Auch unsere These von dem gut-nachbarlichen Verhältnis zwischen Deutschen und Juden in Bessarabien war anfangs noch recht gewagt. Aus der historischen Analyse hatten wir abgeleitet, dass es neben reinen Geschäftsbeziehungen und Konkurrenz auch deutsch-jüdische Freundschaften gegeben haben muss. Doch hatten wir anfangs nicht mehr als einen mageren Beleg: das Foto einer Geburtstagsfeier im Krankenhaus Arzis im Jahr 1931 mit deutschen, jüdischen und russischen Gästen. Nach der Bekanntgabe des Themas „Deutsche und Juden in Bessarabien“ im Mitteilungsblatt im Sommer 2020 kam dann eine Fülle an Zuschriften, die über ein positives Verhältnis berichteten. Der ersehnte Beleg kam im September 2021 als Sachspende für das Museum: Ein Stickbild, das von der engen Freundschaft zwischen einer deutschen und einer jüdischen jungen Frau in Alt-Posttal zeugte (siehe MB 12-2021 Seite 21f).

Brosche der Arziser Jüdin Bronja Schliegol

Brosche der Arziser Jüdin Bronja Schliegol

Einen weiteren Beleg deutsch-jüdischer Freundschaft hatte Gertrud Effinger mitgebracht: Die Brosche der Arziser Jüdin Bronja Schliegol, die diese ihrem Vater bei seiner Bessarabienreise im Jahr 1983 als Freundschaftsgeschenk für seine Frau mitgab (siehe MB 11-2021 Seite 15). Frau Effinger hält das Schmuckstück in Ehrenund kann sich noch nicht entschließen, es dem Museum zu überlassen. Aber ansehen und fotografieren durften wir es.

Jiddische Poesie von Woldemar Mammel

Woldemar Mammel

Woldemar Mammel

Zwischen den Sachvorträgen erfreute uns Woldemar Mammel mit Gedichten und Kurzgeschichten in jiddischer Sprache (siehe MB 12-2021 Seite 17 ff). Auch Gertrud Effinger hatte einen jiddischen Abzählreim mitgebracht. Beide sind Bessarabiendeutsche, die das Jiddische noch „von zu Hause“ im Ohr haben. Seine Leidenschaft für die jiddische Sprache hatte Woldemar Mammel von seiner Großmutter aus Tarutino, die gerne jiddische Redewendungen zum Besten gab. In der Vorbesprechung fragte ich ihn, ob er auch jüdische Witze über die Deutschen gehört hatte, er wusste einige. Am meisten beeindruckte mich die Redewendung „Ah, a klig daatsch“ – „sieh an, ein kluger Deutscher“. Das sagte seine Großmutter immer, wenn die Kinder einmal etwas gut gemacht hatten, mit dem Unterton „blindes Huhn findet auch einmal ein Korn“. Die Juden in Bessarabien, erklärte Woldemar Mammel, fühlten sich den Deutschen intellektuell überlegen.

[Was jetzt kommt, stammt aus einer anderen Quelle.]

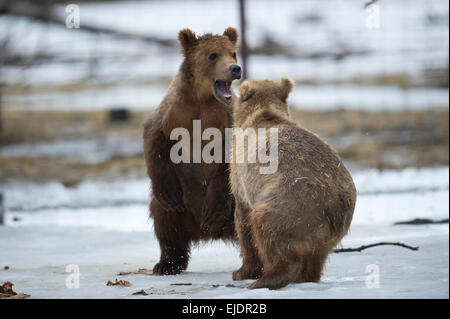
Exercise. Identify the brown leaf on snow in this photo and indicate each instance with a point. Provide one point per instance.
(122, 283)
(182, 284)
(140, 271)
(6, 292)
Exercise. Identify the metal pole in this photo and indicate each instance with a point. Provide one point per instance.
(243, 39)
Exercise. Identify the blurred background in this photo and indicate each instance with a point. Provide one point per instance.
(371, 79)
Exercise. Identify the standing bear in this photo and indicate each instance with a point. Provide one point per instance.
(289, 220)
(192, 201)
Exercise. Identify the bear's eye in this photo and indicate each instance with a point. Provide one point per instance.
(213, 56)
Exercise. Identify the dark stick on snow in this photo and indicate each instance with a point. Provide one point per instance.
(361, 248)
(422, 221)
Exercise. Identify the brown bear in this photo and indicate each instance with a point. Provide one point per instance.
(192, 201)
(287, 221)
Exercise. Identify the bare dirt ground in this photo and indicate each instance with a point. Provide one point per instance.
(383, 140)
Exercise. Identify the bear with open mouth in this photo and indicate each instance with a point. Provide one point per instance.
(192, 201)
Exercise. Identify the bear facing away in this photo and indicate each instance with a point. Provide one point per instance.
(192, 201)
(289, 221)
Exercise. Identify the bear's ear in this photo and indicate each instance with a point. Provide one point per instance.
(286, 86)
(246, 91)
(232, 34)
(187, 40)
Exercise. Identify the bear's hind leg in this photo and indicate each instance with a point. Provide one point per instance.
(251, 264)
(172, 229)
(277, 275)
(281, 265)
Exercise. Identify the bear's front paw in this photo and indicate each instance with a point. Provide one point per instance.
(247, 273)
(167, 268)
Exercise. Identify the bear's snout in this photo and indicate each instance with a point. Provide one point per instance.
(236, 71)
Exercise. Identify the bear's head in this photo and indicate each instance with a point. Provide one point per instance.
(211, 63)
(267, 95)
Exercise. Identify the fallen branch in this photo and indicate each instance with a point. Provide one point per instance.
(422, 221)
(361, 248)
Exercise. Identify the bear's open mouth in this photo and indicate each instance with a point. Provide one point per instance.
(223, 90)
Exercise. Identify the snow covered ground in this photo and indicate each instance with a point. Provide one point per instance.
(412, 38)
(104, 229)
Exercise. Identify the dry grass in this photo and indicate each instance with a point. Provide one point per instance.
(373, 139)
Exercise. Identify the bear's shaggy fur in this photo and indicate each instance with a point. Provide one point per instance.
(192, 201)
(287, 222)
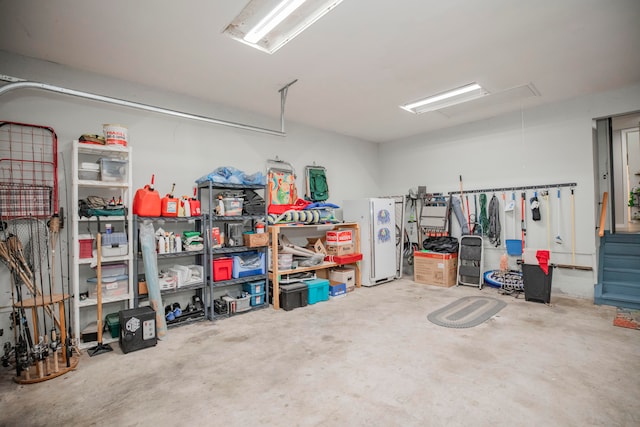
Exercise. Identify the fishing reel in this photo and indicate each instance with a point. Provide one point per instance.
(40, 351)
(8, 349)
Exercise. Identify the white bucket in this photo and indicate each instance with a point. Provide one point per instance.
(115, 134)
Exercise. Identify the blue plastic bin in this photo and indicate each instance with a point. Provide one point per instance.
(318, 290)
(248, 264)
(254, 288)
(257, 299)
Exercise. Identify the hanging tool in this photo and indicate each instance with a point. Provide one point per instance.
(558, 239)
(100, 347)
(573, 228)
(462, 197)
(523, 220)
(545, 196)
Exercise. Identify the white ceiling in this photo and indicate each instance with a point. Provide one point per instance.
(355, 65)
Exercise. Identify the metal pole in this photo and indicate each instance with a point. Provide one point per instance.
(16, 83)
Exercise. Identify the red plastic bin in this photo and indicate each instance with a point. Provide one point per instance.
(222, 268)
(86, 247)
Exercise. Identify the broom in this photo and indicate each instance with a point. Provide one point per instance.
(100, 347)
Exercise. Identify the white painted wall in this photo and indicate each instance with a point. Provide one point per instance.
(540, 146)
(546, 145)
(178, 150)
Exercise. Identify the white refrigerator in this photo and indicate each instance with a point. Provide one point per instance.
(376, 218)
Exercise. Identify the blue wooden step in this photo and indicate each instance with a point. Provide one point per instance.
(619, 274)
(625, 288)
(621, 261)
(619, 271)
(616, 299)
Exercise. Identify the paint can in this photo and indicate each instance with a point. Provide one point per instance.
(115, 134)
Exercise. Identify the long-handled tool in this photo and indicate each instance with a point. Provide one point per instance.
(545, 196)
(573, 228)
(558, 239)
(523, 219)
(100, 347)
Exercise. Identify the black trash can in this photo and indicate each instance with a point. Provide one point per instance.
(537, 284)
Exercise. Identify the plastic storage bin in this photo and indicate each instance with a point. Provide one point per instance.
(114, 244)
(243, 303)
(111, 286)
(86, 246)
(337, 289)
(89, 171)
(232, 206)
(110, 270)
(254, 288)
(222, 268)
(292, 296)
(113, 170)
(256, 299)
(537, 284)
(318, 290)
(248, 264)
(113, 323)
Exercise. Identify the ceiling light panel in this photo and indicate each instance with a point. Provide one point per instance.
(268, 25)
(446, 99)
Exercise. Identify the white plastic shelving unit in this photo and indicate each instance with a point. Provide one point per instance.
(85, 309)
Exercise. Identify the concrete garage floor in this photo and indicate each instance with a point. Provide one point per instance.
(369, 359)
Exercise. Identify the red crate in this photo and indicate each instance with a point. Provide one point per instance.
(86, 247)
(344, 259)
(222, 268)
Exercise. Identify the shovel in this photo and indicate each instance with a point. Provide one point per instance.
(558, 239)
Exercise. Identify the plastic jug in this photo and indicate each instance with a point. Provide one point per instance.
(147, 201)
(169, 204)
(194, 204)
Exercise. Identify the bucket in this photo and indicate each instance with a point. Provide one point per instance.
(514, 247)
(115, 134)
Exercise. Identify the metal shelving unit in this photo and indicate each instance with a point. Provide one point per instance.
(165, 260)
(84, 308)
(208, 193)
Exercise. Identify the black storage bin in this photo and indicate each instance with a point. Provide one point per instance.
(537, 284)
(137, 329)
(292, 295)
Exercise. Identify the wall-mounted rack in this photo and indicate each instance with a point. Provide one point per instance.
(526, 187)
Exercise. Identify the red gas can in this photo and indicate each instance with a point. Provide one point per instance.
(169, 204)
(147, 201)
(194, 204)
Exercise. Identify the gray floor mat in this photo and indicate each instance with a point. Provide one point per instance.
(466, 312)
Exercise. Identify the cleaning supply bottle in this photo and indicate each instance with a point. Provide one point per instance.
(161, 245)
(186, 206)
(195, 204)
(170, 204)
(178, 243)
(147, 201)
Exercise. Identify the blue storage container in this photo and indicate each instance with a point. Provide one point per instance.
(248, 264)
(318, 290)
(257, 299)
(254, 288)
(337, 289)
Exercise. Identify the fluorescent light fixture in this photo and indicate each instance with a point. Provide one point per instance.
(275, 17)
(446, 99)
(268, 25)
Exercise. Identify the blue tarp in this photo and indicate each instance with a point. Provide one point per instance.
(231, 175)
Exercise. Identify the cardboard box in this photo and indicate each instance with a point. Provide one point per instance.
(433, 268)
(340, 237)
(316, 245)
(254, 240)
(340, 249)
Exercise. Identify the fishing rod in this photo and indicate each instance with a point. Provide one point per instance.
(68, 342)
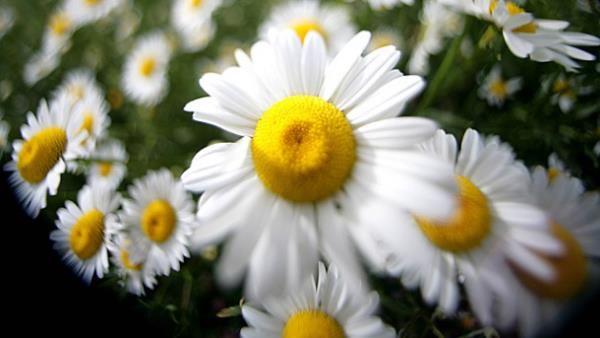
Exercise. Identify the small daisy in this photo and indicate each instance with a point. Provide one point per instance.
(134, 275)
(160, 217)
(539, 39)
(84, 229)
(109, 166)
(495, 218)
(145, 73)
(50, 139)
(302, 16)
(318, 138)
(325, 307)
(495, 89)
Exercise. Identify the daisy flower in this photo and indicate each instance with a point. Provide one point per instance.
(50, 139)
(495, 218)
(135, 275)
(539, 39)
(84, 229)
(318, 138)
(495, 89)
(145, 72)
(302, 16)
(109, 166)
(159, 216)
(325, 307)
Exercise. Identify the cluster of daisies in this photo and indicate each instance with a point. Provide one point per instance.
(323, 168)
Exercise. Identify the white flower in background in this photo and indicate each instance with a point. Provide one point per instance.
(145, 72)
(108, 167)
(333, 22)
(496, 217)
(495, 89)
(539, 39)
(318, 138)
(135, 275)
(84, 230)
(159, 218)
(437, 23)
(322, 307)
(575, 217)
(50, 138)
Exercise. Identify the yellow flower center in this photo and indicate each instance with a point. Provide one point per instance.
(312, 324)
(570, 268)
(87, 234)
(40, 154)
(303, 148)
(127, 263)
(303, 26)
(147, 66)
(514, 9)
(468, 227)
(159, 220)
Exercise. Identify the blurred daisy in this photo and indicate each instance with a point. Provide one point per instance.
(302, 16)
(49, 139)
(437, 23)
(318, 138)
(109, 166)
(84, 230)
(325, 307)
(495, 89)
(540, 40)
(495, 217)
(145, 72)
(576, 224)
(134, 275)
(159, 216)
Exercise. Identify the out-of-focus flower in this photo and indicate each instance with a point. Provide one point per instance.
(495, 89)
(323, 307)
(84, 230)
(319, 137)
(332, 22)
(145, 72)
(539, 39)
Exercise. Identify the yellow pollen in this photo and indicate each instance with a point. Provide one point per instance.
(303, 148)
(40, 154)
(159, 220)
(312, 324)
(570, 268)
(147, 66)
(87, 234)
(127, 263)
(469, 226)
(303, 26)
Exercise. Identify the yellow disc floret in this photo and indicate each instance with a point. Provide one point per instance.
(312, 324)
(570, 269)
(303, 148)
(159, 220)
(469, 226)
(40, 154)
(87, 234)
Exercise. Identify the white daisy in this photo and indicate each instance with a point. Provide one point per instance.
(539, 39)
(159, 216)
(108, 167)
(496, 217)
(302, 16)
(495, 89)
(319, 138)
(135, 275)
(145, 72)
(50, 139)
(325, 307)
(84, 230)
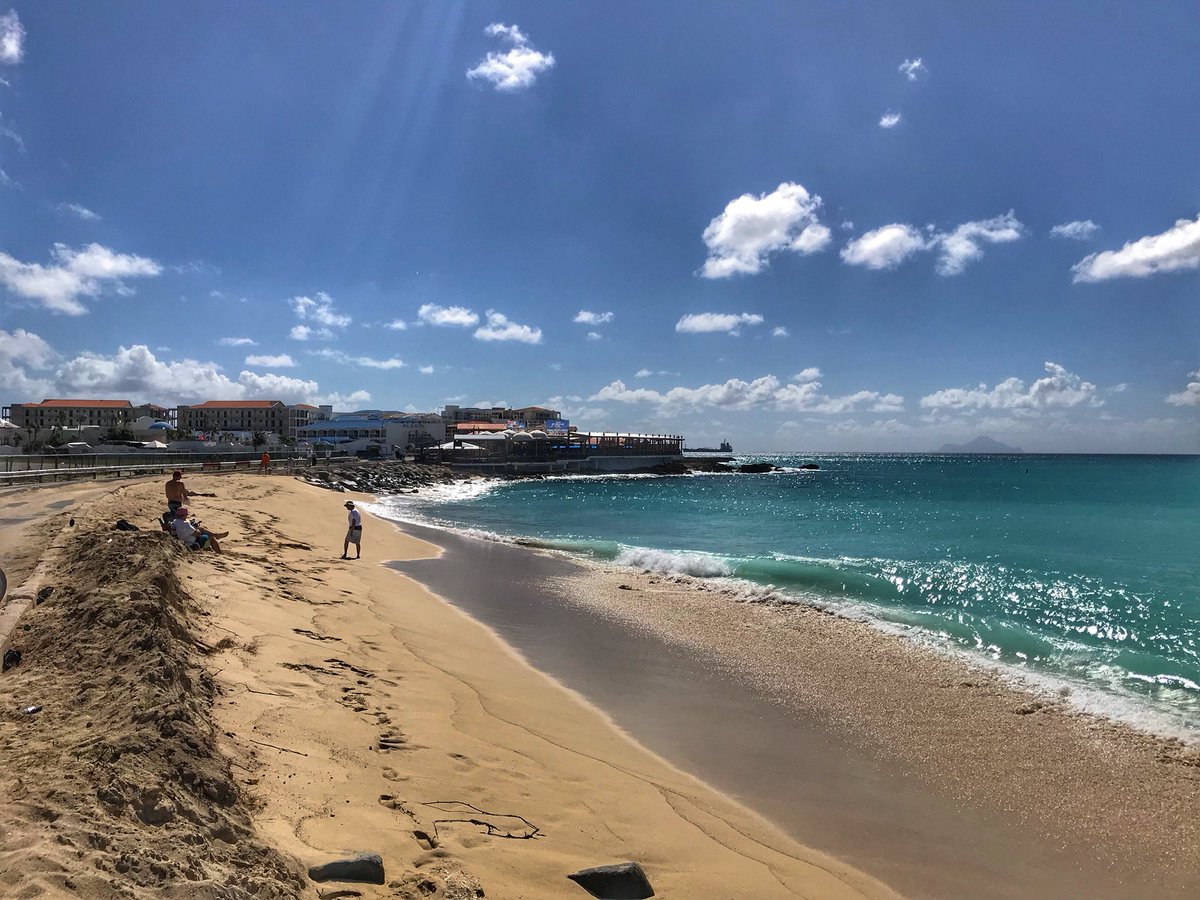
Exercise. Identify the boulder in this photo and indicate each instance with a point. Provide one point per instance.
(366, 869)
(623, 881)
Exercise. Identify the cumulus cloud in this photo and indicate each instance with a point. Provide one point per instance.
(435, 315)
(73, 274)
(1177, 249)
(700, 323)
(883, 247)
(964, 244)
(753, 228)
(736, 394)
(279, 361)
(499, 328)
(319, 310)
(593, 318)
(365, 361)
(893, 244)
(515, 69)
(1057, 389)
(75, 209)
(1187, 397)
(12, 39)
(913, 69)
(1075, 231)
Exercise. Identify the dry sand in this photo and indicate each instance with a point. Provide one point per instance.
(214, 724)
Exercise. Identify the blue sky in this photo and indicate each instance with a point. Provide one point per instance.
(813, 226)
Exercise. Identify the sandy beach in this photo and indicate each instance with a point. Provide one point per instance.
(211, 725)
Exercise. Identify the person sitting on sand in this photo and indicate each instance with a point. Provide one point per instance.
(353, 532)
(192, 535)
(177, 493)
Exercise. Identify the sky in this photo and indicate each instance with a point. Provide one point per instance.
(795, 226)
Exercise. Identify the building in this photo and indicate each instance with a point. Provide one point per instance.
(526, 417)
(75, 413)
(227, 415)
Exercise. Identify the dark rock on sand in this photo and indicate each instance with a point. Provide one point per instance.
(366, 869)
(623, 881)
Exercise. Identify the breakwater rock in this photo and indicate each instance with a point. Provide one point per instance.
(383, 477)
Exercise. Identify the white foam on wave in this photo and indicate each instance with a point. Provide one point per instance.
(703, 565)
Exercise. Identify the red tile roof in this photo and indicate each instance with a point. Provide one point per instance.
(87, 403)
(237, 405)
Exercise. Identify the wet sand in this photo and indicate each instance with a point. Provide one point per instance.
(927, 773)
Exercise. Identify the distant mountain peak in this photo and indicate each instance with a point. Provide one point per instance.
(982, 444)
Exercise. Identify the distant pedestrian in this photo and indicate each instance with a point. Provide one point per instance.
(353, 532)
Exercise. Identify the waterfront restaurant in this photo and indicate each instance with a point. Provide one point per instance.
(577, 451)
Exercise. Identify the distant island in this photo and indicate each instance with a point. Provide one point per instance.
(982, 444)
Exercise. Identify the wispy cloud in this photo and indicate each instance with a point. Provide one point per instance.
(913, 69)
(279, 361)
(1075, 231)
(515, 69)
(593, 318)
(700, 323)
(75, 209)
(1175, 250)
(435, 315)
(499, 328)
(12, 39)
(73, 274)
(753, 228)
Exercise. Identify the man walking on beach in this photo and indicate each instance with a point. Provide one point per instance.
(353, 532)
(177, 495)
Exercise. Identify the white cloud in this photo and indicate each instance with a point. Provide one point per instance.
(883, 247)
(593, 318)
(435, 315)
(699, 323)
(1177, 249)
(737, 394)
(753, 228)
(913, 69)
(280, 361)
(498, 328)
(12, 39)
(1060, 388)
(75, 209)
(319, 310)
(963, 245)
(893, 244)
(73, 274)
(1187, 397)
(515, 69)
(365, 361)
(305, 333)
(1075, 231)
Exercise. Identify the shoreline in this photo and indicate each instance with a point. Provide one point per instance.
(1014, 792)
(355, 712)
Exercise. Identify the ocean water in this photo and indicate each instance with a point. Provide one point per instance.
(1078, 573)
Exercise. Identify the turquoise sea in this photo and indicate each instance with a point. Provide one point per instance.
(1078, 573)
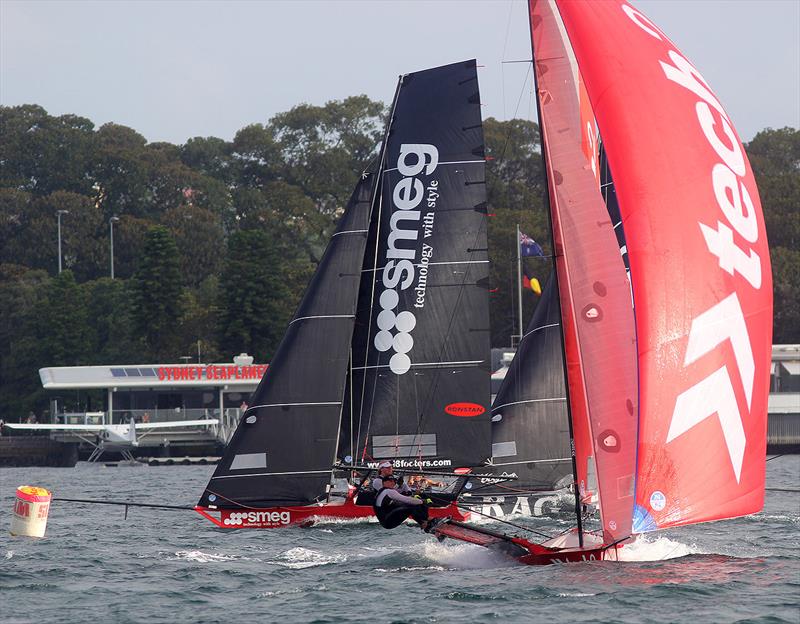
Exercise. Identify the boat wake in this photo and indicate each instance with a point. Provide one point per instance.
(655, 549)
(198, 556)
(299, 558)
(464, 556)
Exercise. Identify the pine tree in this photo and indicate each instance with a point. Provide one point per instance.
(255, 302)
(156, 290)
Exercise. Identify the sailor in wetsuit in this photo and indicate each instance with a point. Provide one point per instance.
(386, 468)
(392, 507)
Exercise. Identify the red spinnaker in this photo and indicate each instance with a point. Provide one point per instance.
(700, 268)
(593, 286)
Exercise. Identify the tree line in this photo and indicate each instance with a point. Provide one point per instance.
(214, 240)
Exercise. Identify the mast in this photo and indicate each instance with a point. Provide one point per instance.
(576, 489)
(519, 285)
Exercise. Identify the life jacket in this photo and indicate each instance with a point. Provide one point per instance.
(382, 504)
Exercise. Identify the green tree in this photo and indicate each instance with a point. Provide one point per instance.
(156, 294)
(22, 302)
(64, 330)
(775, 158)
(516, 190)
(109, 309)
(42, 154)
(255, 303)
(199, 236)
(323, 148)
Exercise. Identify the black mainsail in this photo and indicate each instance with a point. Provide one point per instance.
(387, 355)
(419, 386)
(530, 428)
(283, 449)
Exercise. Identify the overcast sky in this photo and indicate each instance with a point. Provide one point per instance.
(175, 70)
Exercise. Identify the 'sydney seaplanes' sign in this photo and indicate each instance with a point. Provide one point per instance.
(725, 320)
(403, 268)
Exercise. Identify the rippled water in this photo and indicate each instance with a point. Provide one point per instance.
(159, 565)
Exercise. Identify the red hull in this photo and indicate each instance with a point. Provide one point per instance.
(282, 517)
(520, 549)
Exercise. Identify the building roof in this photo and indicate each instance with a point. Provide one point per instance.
(153, 376)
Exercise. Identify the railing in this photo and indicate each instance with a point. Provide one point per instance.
(223, 430)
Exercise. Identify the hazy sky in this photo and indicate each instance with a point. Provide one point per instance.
(175, 70)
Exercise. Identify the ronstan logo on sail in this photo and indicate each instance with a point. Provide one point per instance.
(400, 269)
(465, 409)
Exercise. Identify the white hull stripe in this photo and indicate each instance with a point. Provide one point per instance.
(554, 399)
(452, 162)
(351, 232)
(303, 318)
(434, 364)
(540, 327)
(531, 461)
(254, 407)
(271, 474)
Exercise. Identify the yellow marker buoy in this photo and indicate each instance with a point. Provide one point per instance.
(30, 511)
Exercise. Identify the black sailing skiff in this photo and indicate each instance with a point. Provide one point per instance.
(387, 354)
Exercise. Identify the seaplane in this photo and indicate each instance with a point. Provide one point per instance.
(120, 438)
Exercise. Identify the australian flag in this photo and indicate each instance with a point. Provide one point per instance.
(529, 247)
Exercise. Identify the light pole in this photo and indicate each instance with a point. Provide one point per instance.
(59, 213)
(111, 222)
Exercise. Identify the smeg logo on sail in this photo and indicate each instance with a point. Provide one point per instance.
(402, 267)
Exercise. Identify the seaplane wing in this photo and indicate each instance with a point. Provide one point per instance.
(86, 428)
(206, 422)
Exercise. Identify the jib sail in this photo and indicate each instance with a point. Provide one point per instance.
(284, 446)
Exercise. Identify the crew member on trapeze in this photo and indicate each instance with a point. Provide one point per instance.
(387, 468)
(392, 507)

Lesung von Milana Gilitschenski

Zum Abschluss des ereignisreichen Tages durften wir noch die Stuttgarter Ärztin und Schriftstellerin Milana Gilitschenski begrüßen, die als Kind jüdischer Eltern in Moldawien aufgewachsen ist. Sie las einige Passagen aus ihrem unveröffentlichten Roman „Nach dem Tauwetter“, darin erzählt sie die Geschichte der moldawischen Juden, vor allem aus den jüdischen landwirtschaftlichen Kolonien Nordbessabiens. Wir wünschen ihr sehr, dass sie
bald einen Verlag für ihr spannendes Buch findet. Ein Ausschnitt ist im Internet zu hören: Buchausschnitt

Fazit

Großes Lob hörten wir von den Besuchern des Kulturtags über Deutsche und Juden in Bessarabien. Der abwechslungsreiche und anspruchsvolle Tag hatte allen gut gefallen. Besonders die Klezmer-Musik, die in der Mittagspause sogar zu einem Tänzchen animierte, wurde lobend erwähnt. Schade nur, dass bei dem vollen Programm der Gedankenaustausch etwas zu kurz kam. Die Begegnung mit den jüdischen Gästen war eine gute Erfahrung, die bald einmal wiederholt werden sollte. Jemand sprach von einem Bessarabientag in der jüdischen Gemeinde – wenn der kommt, wären wir gerne dabei!